Alysa Liu Wins First U.S. Women’s Olympic Gold Since 2002
The 20-year-old from California, who walked away from elite skating at 16, overtook two Japanese stars in Saturday’s free skate to claim the Olympic title in Milan, ending a 24-year drought for American women.
Liu Lands Season-Best 150.20 Free Skate
She opened with a clean triple Lutz-triple toe and later tacked a triple Lutz-double Axel-double toe cascade onto her program, a combo no rival matched for base value. The jumps helped her post 150.20 in the free and a personal-record 226.79 overall, moving past overnight leader Ami Nakai and world champion Kaori Sakamoto. Judges logged plus grades on seven of 12 elements, a sharp rebound from January’s U.S. Championships where a shaky short left her fourth.
Donna Summer Program Returns for Gold
Liu shelved the Lady Gaga medley that won her nationals and revived the Donna Summer medley that carried her to 2025 world gold. The switch, hidden until the six-minute warmup, let her “channel a feeling I already trusted,” she said. Choreographer Massimo Scali tapped the boards to each musical accent; Liu hit every crescendo, closing with the same layback spin that sealed her world title in Boston last March.

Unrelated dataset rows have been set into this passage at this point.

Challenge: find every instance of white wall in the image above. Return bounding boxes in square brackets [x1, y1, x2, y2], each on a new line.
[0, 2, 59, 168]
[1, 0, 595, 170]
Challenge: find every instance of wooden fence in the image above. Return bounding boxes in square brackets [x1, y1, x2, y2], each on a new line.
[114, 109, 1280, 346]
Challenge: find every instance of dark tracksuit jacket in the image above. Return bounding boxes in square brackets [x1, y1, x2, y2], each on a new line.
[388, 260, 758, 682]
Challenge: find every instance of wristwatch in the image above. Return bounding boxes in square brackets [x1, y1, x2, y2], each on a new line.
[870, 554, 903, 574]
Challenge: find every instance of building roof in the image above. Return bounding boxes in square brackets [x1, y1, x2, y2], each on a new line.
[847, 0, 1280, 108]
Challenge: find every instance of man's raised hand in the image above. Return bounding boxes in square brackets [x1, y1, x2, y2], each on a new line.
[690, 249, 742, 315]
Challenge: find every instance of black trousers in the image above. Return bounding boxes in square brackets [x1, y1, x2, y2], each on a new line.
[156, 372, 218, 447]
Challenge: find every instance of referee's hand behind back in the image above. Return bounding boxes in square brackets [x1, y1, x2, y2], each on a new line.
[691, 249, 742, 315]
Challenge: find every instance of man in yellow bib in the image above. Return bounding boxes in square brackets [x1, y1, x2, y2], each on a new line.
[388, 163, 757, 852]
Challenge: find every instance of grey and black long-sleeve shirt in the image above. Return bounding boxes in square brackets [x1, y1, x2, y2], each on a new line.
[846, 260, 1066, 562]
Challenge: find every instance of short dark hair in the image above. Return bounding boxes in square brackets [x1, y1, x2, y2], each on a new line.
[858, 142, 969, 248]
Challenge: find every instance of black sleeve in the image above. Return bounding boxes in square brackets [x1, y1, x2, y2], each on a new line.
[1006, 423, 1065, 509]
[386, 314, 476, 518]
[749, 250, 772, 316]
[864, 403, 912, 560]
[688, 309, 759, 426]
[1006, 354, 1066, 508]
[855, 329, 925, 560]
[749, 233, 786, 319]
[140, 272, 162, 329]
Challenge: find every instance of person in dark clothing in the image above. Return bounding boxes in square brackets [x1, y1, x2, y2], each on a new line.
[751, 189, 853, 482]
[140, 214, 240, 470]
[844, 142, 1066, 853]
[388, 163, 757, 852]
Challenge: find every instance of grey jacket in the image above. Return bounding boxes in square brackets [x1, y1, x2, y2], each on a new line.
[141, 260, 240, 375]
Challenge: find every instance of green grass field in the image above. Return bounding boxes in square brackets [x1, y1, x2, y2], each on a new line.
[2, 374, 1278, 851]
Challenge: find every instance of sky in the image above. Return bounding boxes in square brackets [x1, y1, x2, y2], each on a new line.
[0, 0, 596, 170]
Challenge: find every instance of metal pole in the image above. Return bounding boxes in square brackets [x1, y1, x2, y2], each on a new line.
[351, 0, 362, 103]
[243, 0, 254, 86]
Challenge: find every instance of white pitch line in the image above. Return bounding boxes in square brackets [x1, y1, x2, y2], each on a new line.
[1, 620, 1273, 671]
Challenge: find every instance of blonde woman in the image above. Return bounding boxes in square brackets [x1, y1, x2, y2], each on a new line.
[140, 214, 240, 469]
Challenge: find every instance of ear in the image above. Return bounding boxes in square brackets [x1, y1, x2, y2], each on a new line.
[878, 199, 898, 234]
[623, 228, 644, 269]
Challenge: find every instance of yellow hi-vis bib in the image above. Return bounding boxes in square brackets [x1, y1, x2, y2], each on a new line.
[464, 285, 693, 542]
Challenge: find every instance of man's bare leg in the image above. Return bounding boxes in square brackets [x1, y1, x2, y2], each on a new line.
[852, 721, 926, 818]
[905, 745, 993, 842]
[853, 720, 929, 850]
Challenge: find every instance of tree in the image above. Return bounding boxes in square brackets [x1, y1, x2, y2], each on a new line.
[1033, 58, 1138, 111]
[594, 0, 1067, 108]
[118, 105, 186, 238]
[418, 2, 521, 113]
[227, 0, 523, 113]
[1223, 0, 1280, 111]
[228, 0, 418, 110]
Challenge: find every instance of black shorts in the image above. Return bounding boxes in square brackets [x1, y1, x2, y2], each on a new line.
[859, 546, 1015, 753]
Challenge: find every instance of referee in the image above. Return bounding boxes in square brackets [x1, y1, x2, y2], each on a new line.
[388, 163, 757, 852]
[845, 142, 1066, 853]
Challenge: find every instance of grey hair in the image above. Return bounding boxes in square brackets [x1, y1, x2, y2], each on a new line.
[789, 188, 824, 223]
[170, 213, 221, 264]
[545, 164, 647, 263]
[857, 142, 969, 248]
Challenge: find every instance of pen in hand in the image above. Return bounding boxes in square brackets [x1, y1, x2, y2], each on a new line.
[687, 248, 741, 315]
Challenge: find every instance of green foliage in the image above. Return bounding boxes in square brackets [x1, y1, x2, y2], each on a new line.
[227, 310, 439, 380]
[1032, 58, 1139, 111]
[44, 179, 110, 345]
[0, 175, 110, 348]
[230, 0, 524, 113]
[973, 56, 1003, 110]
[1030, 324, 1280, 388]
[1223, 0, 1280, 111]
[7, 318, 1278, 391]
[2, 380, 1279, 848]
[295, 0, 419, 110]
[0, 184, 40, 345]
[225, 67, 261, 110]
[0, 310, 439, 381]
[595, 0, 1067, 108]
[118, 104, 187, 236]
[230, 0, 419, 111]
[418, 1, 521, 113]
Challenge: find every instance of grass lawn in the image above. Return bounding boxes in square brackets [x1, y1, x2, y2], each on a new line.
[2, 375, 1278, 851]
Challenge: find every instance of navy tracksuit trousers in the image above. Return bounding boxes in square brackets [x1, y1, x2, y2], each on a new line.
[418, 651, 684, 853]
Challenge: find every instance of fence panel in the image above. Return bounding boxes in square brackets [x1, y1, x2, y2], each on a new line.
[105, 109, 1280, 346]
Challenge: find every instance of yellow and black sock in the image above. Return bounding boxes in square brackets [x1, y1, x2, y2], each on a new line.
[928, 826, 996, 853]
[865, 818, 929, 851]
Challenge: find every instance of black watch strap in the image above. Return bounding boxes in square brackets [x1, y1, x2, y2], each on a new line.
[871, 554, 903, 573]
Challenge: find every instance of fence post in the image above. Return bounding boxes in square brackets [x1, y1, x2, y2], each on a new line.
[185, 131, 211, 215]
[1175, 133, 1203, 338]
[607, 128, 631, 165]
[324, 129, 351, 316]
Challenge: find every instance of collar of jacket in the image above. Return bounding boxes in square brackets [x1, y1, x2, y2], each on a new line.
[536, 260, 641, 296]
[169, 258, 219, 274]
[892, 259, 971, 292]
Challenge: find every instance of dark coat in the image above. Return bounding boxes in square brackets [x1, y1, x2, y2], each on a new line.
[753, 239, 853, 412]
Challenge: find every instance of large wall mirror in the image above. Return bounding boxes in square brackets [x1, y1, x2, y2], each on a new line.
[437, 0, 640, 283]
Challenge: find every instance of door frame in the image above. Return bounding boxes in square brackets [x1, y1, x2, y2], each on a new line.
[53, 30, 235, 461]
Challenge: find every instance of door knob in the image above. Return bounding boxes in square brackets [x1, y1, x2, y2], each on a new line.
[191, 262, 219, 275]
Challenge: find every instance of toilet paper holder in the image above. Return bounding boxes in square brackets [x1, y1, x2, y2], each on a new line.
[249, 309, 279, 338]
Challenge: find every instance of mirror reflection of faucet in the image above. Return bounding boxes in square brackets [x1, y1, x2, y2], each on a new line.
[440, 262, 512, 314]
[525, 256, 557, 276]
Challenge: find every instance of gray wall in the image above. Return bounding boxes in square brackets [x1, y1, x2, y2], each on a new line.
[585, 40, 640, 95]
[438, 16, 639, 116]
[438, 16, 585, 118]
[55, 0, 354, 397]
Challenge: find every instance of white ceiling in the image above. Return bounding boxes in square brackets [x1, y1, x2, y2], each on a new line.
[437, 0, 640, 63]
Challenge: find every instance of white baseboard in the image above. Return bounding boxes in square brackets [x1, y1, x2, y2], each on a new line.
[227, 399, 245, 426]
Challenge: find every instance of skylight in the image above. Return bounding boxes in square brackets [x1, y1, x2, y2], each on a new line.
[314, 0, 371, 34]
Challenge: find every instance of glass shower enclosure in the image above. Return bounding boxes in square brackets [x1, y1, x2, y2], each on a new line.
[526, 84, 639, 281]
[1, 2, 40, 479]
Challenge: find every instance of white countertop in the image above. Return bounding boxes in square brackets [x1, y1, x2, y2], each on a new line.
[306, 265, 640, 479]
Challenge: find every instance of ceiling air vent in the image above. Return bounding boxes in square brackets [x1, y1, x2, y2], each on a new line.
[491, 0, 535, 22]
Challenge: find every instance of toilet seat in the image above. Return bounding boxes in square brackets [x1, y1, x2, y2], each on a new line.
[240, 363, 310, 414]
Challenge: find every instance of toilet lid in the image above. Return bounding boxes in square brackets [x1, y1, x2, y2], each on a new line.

Sakamoto Takes Silver, Nakai Bronze
Kaori Sakamoto’s Edith Piaf program included a double Axel-triple toe-double toe worth big points, but a tilted triple flip cost a planned combo and about three points. Her 147.67 free skate totaled 224.90—1.89 behind Liu. Seventeen-year-old Ami Nakai popped the second jump of an early Lutz-toe and slipped to ninth in the free, yet her short-program lead held for bronze at 219.16. The result gives Japan six figure-skating medals in Milan, its largest Olympic haul in the sport since 1908.
Next U.S. Contenders After Liu
Liu is the eighth American woman to win individual Olympic gold and the first since Sarah Hughes in 2002. Amber Glenn’s 147.52 free skate—third-best of the night—lifted her to fifth after a shaky short placed her 13th, hinting at U.S. depth. Isabeau Levito, undone by an under-rotated loop, finished 12th, yet the 19-year-old still owns the second-highest season total among Americans. With Liu eyeing only show tours and college classes, U.S. Figure Skating will lean on Glenn, Levito, and junior-world medalist Sophia Goldstein to guard the new momentum.
Medal Carries Mental-Health Message
Liu hopes the “retiree-to-champion” storyline pushes the sport to value athlete well-being. After stepping back in 2022 she took up pottery, volunteered at a San Francisco food bank, and met a sports psychologist twice a week—steps she credits with rekindling joy in training. “I’m not a comeback unicorn,” she said Saturday night. “I’m what happens when you let yourself stop.”
Action Steps for Young Skaters
- Schedule at least one non-skating activity each week to anchor identity beyond results.
- Coaches: log mood, not just jump count—quick 1-to-5 check-ins after sessions.
- Parents: plan one full off-ice weekend per month during season.
- Clubs: fund on-site mental-health staff at qualifiers and print crisis-line numbers in event programs.